Search code examples
c++regexboost

Regex for a comma separated text with optional double quotes that can contain backslash-escaped quotes


I need a regular expression that can separate a string like:

1st, 2nd=second, "3rd=third","4th = forth",,"6th=\"this, is, the, sixth\""

into

1st         // not surrounded
2nd=second  // not surrounded
3rd=third   // surrounded
4th = forth // surrounded, keep the blank in the middle
            // empty string
6th="this, is, the, sixth"    // the scaped dbl-quotes and commas in the middle should be kept

notice that if the sections do not have comma or dbl-quotes, they may or may not be surrounded, but if they have special characters, they should be surrounded, and double quotes must be scaped with a backslash. Also, empty values (like the 5th one) should be kept.

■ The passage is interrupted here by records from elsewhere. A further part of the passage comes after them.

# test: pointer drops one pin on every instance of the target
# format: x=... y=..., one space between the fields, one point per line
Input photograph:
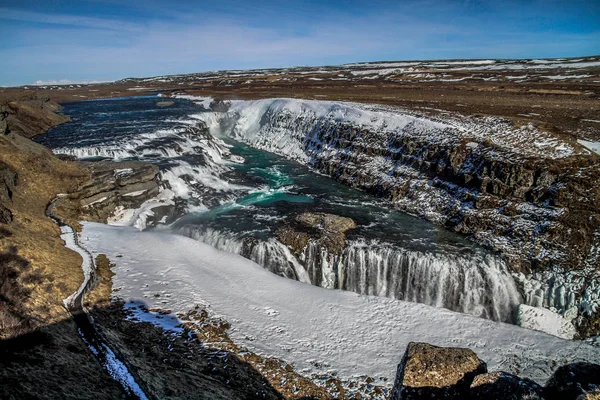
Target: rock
x=114 y=186
x=31 y=116
x=328 y=230
x=8 y=181
x=6 y=216
x=3 y=127
x=544 y=320
x=573 y=380
x=593 y=395
x=504 y=386
x=427 y=372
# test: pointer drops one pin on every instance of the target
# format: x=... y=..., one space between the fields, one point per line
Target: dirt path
x=108 y=356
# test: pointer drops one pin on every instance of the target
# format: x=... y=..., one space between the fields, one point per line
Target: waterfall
x=475 y=284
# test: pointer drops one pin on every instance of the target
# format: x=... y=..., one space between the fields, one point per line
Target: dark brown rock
x=573 y=380
x=504 y=386
x=328 y=230
x=427 y=372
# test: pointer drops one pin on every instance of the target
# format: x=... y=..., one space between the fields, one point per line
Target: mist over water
x=236 y=197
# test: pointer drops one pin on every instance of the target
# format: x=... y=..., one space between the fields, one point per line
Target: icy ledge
x=315 y=329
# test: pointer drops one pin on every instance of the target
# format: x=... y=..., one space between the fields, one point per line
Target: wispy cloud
x=130 y=40
x=68 y=20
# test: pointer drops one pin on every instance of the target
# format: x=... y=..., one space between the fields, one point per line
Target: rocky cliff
x=521 y=190
x=431 y=372
x=29 y=115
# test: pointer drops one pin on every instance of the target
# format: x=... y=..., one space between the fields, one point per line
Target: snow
x=286 y=126
x=544 y=320
x=120 y=373
x=317 y=330
x=68 y=235
x=591 y=145
x=136 y=193
x=200 y=100
x=138 y=217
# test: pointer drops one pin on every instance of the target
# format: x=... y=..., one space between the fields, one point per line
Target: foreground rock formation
x=41 y=353
x=29 y=115
x=431 y=372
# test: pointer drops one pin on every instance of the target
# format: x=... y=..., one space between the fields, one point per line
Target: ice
x=544 y=320
x=351 y=334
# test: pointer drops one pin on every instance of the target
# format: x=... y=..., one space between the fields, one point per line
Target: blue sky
x=111 y=39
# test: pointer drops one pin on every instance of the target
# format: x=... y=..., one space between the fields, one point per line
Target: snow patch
x=544 y=320
x=349 y=335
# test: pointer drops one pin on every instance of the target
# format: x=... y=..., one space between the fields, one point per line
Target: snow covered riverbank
x=317 y=330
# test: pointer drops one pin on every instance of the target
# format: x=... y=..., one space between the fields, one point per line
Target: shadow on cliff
x=53 y=362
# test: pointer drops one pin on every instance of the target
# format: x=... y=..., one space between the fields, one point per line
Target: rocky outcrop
x=8 y=182
x=520 y=190
x=537 y=212
x=30 y=116
x=111 y=186
x=328 y=231
x=428 y=371
x=504 y=386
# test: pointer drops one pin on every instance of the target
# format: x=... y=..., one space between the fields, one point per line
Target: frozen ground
x=315 y=329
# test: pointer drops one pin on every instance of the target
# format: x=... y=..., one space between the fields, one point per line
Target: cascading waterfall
x=479 y=285
x=223 y=198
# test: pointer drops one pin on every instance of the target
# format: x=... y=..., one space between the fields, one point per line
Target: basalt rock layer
x=521 y=190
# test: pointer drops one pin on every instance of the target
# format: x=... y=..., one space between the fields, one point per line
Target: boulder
x=504 y=386
x=427 y=372
x=593 y=395
x=328 y=230
x=572 y=381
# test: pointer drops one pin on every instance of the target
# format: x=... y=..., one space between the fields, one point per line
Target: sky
x=48 y=41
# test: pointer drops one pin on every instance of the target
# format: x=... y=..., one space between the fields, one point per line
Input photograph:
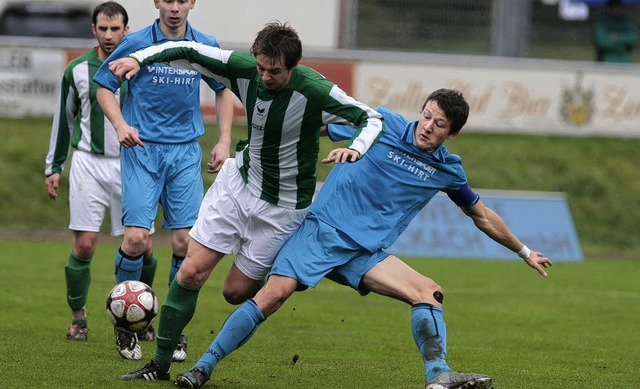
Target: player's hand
x=539 y=262
x=219 y=154
x=128 y=137
x=52 y=183
x=341 y=155
x=124 y=68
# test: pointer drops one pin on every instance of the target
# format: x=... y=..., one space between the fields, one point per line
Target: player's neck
x=173 y=33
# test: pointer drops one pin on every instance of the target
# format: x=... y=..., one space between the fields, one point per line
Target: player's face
x=433 y=127
x=274 y=75
x=109 y=32
x=174 y=13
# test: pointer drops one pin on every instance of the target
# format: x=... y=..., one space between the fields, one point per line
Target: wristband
x=524 y=252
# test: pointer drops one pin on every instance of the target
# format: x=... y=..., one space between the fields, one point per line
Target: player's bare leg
x=394 y=278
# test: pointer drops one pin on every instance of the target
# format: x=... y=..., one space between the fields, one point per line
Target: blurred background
x=547 y=116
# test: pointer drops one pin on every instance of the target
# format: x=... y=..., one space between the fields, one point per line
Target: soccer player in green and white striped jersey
x=94 y=176
x=260 y=197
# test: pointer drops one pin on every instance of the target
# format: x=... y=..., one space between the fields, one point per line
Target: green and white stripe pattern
x=279 y=163
x=78 y=120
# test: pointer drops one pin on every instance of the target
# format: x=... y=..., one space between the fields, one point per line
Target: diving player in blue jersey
x=161 y=159
x=360 y=211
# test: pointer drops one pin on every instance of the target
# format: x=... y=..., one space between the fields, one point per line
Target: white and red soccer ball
x=132 y=306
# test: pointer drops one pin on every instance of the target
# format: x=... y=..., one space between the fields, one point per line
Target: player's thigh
x=268 y=229
x=183 y=188
x=394 y=278
x=88 y=198
x=141 y=185
x=221 y=219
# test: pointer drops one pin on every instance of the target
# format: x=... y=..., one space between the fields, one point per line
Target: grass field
x=578 y=328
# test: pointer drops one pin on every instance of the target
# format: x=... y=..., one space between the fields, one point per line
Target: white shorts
x=94 y=186
x=234 y=220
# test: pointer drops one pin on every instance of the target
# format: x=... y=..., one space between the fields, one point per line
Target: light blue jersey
x=162 y=102
x=399 y=180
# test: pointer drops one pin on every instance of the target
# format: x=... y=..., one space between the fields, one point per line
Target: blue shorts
x=165 y=174
x=318 y=250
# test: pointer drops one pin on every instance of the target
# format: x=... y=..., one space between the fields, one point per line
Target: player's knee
x=431 y=292
x=235 y=297
x=84 y=249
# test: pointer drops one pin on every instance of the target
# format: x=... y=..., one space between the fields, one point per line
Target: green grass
x=575 y=329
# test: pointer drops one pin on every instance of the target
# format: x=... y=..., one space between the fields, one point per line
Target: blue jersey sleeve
x=210 y=41
x=464 y=197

Any help would be appreciated.


Solution

  • For your provided samples the following regex would suffice.

    (?|\h*"([^\\"]*(?:\\.[^\\"]*)*)"\h*|([^,]+|(?<=,)|^(?=,)))
    

    See this demo at regex101 (the \n in the demo is just for multiline showcase)

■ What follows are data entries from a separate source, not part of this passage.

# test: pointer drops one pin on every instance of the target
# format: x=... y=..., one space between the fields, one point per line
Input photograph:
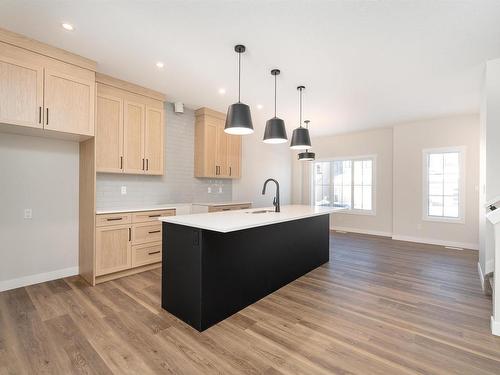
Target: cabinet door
x=210 y=152
x=69 y=103
x=234 y=156
x=113 y=249
x=21 y=90
x=133 y=137
x=109 y=133
x=222 y=148
x=153 y=141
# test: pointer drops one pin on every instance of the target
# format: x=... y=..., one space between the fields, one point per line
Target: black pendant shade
x=275 y=131
x=306 y=156
x=300 y=139
x=239 y=119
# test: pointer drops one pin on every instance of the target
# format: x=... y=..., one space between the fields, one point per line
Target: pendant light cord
x=239 y=77
x=275 y=95
x=300 y=111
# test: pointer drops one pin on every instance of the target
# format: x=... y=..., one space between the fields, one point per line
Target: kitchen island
x=216 y=264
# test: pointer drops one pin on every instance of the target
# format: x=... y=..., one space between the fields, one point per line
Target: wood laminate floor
x=379 y=307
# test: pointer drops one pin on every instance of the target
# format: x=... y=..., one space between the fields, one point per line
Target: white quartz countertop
x=213 y=204
x=229 y=221
x=167 y=206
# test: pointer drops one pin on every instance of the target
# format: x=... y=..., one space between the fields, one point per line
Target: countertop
x=167 y=206
x=213 y=204
x=229 y=221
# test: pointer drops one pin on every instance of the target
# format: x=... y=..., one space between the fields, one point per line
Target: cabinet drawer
x=146 y=254
x=150 y=216
x=145 y=232
x=112 y=219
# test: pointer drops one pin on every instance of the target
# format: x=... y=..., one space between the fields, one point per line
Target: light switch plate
x=28 y=213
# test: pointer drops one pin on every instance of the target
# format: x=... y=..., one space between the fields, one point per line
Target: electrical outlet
x=28 y=213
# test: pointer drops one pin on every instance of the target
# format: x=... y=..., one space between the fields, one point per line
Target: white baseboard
x=489 y=266
x=495 y=327
x=362 y=231
x=431 y=241
x=38 y=278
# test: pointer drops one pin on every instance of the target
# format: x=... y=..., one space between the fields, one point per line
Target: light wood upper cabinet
x=21 y=89
x=133 y=138
x=38 y=91
x=153 y=141
x=109 y=133
x=234 y=156
x=217 y=154
x=69 y=103
x=130 y=130
x=113 y=249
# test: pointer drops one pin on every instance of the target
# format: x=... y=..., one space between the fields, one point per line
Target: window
x=346 y=183
x=443 y=184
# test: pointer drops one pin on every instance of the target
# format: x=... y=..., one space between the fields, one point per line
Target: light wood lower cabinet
x=127 y=242
x=113 y=249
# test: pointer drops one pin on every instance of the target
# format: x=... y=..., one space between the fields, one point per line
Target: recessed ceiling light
x=67 y=26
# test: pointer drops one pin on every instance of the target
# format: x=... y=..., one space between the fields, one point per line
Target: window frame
x=461 y=150
x=350 y=211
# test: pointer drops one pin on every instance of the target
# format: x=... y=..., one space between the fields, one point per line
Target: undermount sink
x=259 y=212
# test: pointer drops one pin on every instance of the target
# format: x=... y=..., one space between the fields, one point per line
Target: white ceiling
x=364 y=63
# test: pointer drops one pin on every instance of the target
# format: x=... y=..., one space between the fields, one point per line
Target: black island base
x=207 y=276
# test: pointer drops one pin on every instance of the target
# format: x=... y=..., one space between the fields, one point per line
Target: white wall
x=490 y=159
x=41 y=174
x=399 y=200
x=409 y=141
x=374 y=142
x=261 y=161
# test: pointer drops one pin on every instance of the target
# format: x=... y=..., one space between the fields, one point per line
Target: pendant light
x=239 y=119
x=307 y=155
x=300 y=136
x=275 y=128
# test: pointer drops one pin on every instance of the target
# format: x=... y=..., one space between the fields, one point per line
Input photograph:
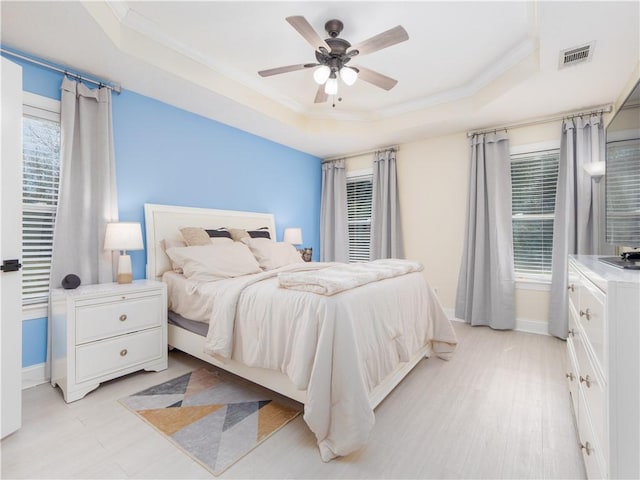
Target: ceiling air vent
x=576 y=55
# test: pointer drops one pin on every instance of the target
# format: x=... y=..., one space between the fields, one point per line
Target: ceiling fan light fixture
x=331 y=87
x=321 y=74
x=348 y=75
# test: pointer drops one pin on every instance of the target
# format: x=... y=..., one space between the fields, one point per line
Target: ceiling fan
x=333 y=55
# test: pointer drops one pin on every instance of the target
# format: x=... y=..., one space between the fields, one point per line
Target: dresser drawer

    It's using a branch reset group to capture the desired parts by the same first group which is supported by PCRE and even boost regex (added to its ECMAScript grammar in version 1.42).

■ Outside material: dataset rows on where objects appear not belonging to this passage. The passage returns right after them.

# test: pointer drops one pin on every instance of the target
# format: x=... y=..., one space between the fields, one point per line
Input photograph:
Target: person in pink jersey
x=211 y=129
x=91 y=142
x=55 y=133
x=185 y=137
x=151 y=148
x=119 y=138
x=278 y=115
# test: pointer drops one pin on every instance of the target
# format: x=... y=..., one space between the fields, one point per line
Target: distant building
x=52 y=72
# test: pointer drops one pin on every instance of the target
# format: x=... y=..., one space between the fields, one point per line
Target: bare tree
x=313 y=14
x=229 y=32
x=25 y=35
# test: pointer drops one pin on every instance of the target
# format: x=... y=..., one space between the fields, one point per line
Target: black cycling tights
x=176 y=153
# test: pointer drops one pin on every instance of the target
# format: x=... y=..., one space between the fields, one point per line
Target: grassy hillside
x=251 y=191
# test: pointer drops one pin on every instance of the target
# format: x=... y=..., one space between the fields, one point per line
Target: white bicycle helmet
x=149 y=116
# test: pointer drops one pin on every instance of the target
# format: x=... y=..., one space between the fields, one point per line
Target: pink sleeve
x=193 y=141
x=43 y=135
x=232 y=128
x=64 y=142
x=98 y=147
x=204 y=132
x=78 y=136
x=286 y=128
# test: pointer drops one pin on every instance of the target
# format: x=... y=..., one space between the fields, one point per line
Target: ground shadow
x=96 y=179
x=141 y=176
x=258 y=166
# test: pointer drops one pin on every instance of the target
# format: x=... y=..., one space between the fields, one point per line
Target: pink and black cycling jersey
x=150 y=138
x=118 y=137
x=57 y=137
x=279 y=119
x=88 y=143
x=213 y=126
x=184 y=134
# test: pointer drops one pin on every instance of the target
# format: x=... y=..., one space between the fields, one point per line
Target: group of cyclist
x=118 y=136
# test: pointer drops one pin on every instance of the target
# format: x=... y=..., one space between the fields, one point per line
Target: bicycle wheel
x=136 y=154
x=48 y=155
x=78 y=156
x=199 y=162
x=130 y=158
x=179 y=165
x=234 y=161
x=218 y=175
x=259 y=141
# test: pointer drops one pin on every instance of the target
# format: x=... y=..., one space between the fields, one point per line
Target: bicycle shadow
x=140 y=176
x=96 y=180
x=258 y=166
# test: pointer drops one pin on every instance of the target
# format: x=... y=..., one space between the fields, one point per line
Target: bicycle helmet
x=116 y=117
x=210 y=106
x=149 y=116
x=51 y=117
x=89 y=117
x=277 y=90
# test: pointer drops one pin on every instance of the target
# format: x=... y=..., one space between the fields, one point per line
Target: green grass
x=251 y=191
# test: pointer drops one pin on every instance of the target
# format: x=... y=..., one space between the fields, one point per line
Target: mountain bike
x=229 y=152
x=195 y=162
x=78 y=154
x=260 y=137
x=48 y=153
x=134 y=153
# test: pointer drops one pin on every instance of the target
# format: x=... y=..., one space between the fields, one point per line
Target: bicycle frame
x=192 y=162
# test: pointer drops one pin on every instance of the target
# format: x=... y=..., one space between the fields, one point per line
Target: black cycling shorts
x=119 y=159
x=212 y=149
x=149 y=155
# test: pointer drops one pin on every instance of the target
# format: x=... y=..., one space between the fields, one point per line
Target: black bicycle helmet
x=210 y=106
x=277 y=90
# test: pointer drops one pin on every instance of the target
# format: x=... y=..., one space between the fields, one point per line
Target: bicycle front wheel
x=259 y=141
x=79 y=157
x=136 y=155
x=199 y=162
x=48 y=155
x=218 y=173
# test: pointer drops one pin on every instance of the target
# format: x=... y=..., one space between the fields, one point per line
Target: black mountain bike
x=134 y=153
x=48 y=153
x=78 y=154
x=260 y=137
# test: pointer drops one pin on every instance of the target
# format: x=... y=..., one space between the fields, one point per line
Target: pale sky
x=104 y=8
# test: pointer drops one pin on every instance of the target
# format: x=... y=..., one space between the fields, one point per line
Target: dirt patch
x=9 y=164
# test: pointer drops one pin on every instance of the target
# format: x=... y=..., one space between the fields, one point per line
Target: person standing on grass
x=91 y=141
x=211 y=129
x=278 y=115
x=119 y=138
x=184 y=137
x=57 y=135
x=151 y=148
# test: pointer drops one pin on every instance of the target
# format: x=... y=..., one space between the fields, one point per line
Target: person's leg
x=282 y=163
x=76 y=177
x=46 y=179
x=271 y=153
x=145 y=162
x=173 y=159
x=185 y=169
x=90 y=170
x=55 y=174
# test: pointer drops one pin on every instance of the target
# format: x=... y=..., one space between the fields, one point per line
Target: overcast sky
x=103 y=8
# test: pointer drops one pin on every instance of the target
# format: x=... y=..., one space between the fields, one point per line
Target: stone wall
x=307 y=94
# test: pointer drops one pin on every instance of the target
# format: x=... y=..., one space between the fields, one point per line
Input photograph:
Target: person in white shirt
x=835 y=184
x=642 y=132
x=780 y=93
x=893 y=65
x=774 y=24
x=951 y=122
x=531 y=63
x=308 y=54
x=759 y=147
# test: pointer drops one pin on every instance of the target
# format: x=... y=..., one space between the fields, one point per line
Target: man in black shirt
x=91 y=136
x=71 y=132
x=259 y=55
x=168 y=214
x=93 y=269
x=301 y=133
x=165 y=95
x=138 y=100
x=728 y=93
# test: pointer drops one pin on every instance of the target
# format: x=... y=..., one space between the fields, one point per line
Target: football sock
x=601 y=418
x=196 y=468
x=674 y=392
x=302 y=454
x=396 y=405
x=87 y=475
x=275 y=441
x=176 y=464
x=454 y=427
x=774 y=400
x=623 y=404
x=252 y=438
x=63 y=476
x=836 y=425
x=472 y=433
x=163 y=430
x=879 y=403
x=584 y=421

    With this pattern the following cases are covered (alternated, priority from left to right)

    1. \h*"([^\\"]*(?:\\.[^\\"]*)*)"\h* capture what's inside quoted parts surrounded by \h* any amount of horizontal space - containing any amount of escaped quotes.
    2. [^,]+ parts without quotes: One or more characters that are not a comma.
    3. (?<=,) any remaining empty spaces preceded by a comma (lookbehind).
    4. ^(?=,) if there is an empty space at the ^ start of the string/line, e.g. ,a

    Generelly it's recommended to use a csv-parser if one is available in your environment.